Consumer advocate Ralph Nader took advantage of the ’60-64 Corvair’s tail-happy “Quadri-Flex” suspension in his Nov. ’65 book Unsafe at Any Speed, making the van version an outcast among van crazies of the ’70s. This ’61 features the extremely rare EIGHT DOOR body. That’s right, there are loading doors on both sides of the body! By the way, GM redesigned the ’65-69 Corvair with Corvette-like articulated rear-axle half-shafts that improved handling, but the damage to Corvair’s image was done and we’ve never seen a customized example.
f you were alive in the ’70s, you’ll remember the so-called “van craze.” Around 1974 former hot rodders, car magazine editors, and car people in general realized that Detroit was having an identity crisis over the combined threats of an energy crisis and an upswing in sales of fuel-efficient foreign and domestic compact and sub-compact cars.
Though traditional hot rodding carried on, those interested in obtaining pre-assembled factory hot rods had little to choose from. Understanding that eye appeal was just as important to these folks as brute power, vans started to look pretty good as a “vehicle” for self-expression. And thus, folks embraced domestic vans as their blank canvasses upon which to strut their stuff.
The main features of this new show were custom murals, (usually) fake side pipes, jacked-up rear axles, skylights, fender flares, wide “boots” (we call them tires again today), and add-on plastic bubble side windows shaped like teardrops, domes, diamonds, half-moons, and you-name-it designs.
Inside, frustrated interior decorators did their best to make a van a home. Chandeliers, disco balls, plush beds, cocktail tables, shag carpeting, and mirrors. Oh yes, lots of mirrors. All of this masked the virtual nothingness done to the engine compartment and drivetrain. But it was “the ’70s, Man!”
In this episode of Bowtie Boneyard, let’s peek at a couple of vintage Chevy vans that were overlooked by the Van Craze. These relics were/are too odd for consideration by the van set of four decades past. Today they languish at Bernardston Auto Wrecking in (where else?) Bernardston, Massachusetts (413-648-9300). Just remember “if the van is a-rockin’, don’t come a-knockin’.” OK, we won’t.

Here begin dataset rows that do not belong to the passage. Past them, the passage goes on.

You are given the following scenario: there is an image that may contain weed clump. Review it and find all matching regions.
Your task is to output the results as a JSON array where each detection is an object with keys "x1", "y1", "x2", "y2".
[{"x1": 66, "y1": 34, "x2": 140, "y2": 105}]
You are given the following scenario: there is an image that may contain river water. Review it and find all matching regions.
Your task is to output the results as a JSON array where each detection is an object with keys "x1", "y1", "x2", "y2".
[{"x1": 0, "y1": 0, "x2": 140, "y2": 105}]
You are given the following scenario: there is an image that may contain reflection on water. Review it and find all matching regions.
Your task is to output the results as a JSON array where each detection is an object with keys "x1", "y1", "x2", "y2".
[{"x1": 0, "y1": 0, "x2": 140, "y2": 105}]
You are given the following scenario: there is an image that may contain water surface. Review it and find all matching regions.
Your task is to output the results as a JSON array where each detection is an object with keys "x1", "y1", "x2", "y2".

The nifty color-coded interior may seem as bare as a prison cell to modern drivers used to steering wheels with integral airbags and soft-touch surfaces everywhere. Designed long before passenger safety mandates, seatbelts are of the lap-belt variety and lack the shoulder harness provision so important to avoiding the dreaded “spinal cord separation.” Ironically, Ralph Nader’s book (Unsafe at Any Speed) was a major force in triggering government safety oversight committees that forced automakers to build more safety into their cars.